EGON
SCHIELE
Egon
Schiele was an Austrian born artist, trained under Gustav Klimt, who
primarily focussed on portraits and who produced a great deal of
self-portraits. He is well known for his unique approach to fthe
figure, in particular his exaggerations of features and thematic
obsessions with sex and death. At times his works were graphic and in
early 1900's Austria he faced censure over the sexually explicit
nature of his paintings, and was briefly imprisoned for having
explicit worrks in his studio that could be visible to children.
Infamously, one of his drawings was burned in front of Schiele by the
judge of the trial. Despite this, Schiele found success towards the
end of the First World War in a period in which he is considered to
have been in his prime as an artist. The brutality of the war is
reflected in his uncomfortable, jarring style of physical
representation.
Schiele
died aged 28 during the Spanish flu pandemic in October 1918. Though
he died young, he was a prolific artist and produced hundreds of
works that have come to be widely studied. His unconventional
approach to portraiture is significant in it's contrast to more
traditional styles of the time, and has been influential since.
The
origins of Schieles very stylised approach to representing the figure
are likely influenced by his obsessions with physical vulnerability,
morbidity, sex, and the combinations of all of these facets. His
characters, and particularly in his self portraits, are distorted,
skeletal and look physically broken or sickly. Not all of his works
are as extreme, however, and some of his works, though recognisably
his, do not contain the physical pain present in his self portraits.
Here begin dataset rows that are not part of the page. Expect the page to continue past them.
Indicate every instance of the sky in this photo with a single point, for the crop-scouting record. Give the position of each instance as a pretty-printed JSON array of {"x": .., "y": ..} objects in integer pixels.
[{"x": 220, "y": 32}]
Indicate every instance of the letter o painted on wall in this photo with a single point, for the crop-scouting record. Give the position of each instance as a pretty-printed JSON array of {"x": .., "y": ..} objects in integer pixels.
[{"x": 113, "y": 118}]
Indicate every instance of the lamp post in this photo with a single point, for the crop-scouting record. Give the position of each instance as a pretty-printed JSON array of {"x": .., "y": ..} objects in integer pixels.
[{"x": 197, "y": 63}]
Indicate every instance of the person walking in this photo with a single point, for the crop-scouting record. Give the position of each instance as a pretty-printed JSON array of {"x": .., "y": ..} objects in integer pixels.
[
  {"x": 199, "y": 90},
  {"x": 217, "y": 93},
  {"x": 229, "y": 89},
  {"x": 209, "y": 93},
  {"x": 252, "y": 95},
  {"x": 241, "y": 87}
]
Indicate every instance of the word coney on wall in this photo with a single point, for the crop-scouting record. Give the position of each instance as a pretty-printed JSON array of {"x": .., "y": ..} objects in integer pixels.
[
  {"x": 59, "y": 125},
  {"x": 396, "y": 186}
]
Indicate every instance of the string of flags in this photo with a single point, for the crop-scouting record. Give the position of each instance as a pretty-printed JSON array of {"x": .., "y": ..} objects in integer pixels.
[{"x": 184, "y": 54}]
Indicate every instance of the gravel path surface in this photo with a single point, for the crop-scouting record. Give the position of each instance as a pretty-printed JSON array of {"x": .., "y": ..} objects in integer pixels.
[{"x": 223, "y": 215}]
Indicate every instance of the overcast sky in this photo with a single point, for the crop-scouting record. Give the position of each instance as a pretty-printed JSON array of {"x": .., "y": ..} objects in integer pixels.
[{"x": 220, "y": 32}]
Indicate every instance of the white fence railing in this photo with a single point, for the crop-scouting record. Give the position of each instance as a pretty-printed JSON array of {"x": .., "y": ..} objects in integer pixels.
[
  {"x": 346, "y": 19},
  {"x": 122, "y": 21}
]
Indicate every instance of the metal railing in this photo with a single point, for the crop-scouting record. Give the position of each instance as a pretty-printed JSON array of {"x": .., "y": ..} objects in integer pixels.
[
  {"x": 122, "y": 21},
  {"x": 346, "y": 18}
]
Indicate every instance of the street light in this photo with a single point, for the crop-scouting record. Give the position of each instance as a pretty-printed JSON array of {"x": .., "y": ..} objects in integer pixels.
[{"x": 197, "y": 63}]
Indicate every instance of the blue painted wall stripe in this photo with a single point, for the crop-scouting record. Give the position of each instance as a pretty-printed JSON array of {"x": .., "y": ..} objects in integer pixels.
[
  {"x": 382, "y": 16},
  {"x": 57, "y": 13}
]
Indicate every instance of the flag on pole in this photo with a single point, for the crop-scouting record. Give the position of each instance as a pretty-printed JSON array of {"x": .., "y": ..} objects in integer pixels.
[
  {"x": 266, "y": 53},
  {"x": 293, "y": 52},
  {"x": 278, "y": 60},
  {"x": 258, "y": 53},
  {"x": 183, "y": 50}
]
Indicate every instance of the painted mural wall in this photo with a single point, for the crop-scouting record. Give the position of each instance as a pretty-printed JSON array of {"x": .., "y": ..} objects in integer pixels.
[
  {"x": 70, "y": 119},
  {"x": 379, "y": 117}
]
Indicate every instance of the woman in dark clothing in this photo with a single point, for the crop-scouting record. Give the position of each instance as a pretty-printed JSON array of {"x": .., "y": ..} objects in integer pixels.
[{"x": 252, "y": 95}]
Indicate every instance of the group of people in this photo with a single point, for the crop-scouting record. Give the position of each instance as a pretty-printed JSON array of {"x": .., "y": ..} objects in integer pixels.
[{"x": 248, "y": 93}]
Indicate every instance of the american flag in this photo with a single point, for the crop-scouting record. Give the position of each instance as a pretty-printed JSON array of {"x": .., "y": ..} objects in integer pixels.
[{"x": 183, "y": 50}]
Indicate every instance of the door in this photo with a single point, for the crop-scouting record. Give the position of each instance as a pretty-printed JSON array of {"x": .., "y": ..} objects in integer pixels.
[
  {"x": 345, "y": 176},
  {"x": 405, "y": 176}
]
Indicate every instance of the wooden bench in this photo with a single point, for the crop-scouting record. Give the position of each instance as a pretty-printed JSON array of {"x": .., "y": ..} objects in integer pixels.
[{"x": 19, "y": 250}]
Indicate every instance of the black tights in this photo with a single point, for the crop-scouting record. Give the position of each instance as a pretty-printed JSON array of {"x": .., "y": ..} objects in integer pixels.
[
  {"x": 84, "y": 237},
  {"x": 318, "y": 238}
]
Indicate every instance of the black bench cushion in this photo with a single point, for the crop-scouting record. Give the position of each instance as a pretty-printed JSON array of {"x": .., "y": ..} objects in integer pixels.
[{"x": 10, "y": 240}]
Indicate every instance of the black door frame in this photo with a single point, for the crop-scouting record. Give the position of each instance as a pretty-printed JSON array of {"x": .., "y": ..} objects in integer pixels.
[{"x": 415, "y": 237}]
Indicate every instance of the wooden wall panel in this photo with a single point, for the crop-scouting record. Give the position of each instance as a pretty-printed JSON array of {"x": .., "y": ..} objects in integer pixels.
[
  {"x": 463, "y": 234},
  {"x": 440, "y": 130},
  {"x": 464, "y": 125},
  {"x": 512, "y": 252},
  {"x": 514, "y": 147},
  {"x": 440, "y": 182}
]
It would appear that with these pieces especially there is a sense of
body dysmorphia, as present in the sef portraits by Jenny Saville and
other artists who are uncomfortable with their own self-image.
Schiele's
use of colour is a key element of his 'sickly' style, painting flesh
tones in off yellows, and creating bizarre skin contours and
textures, emphasising and exaggering wrinkles, skin folds, muscle and
bone structure.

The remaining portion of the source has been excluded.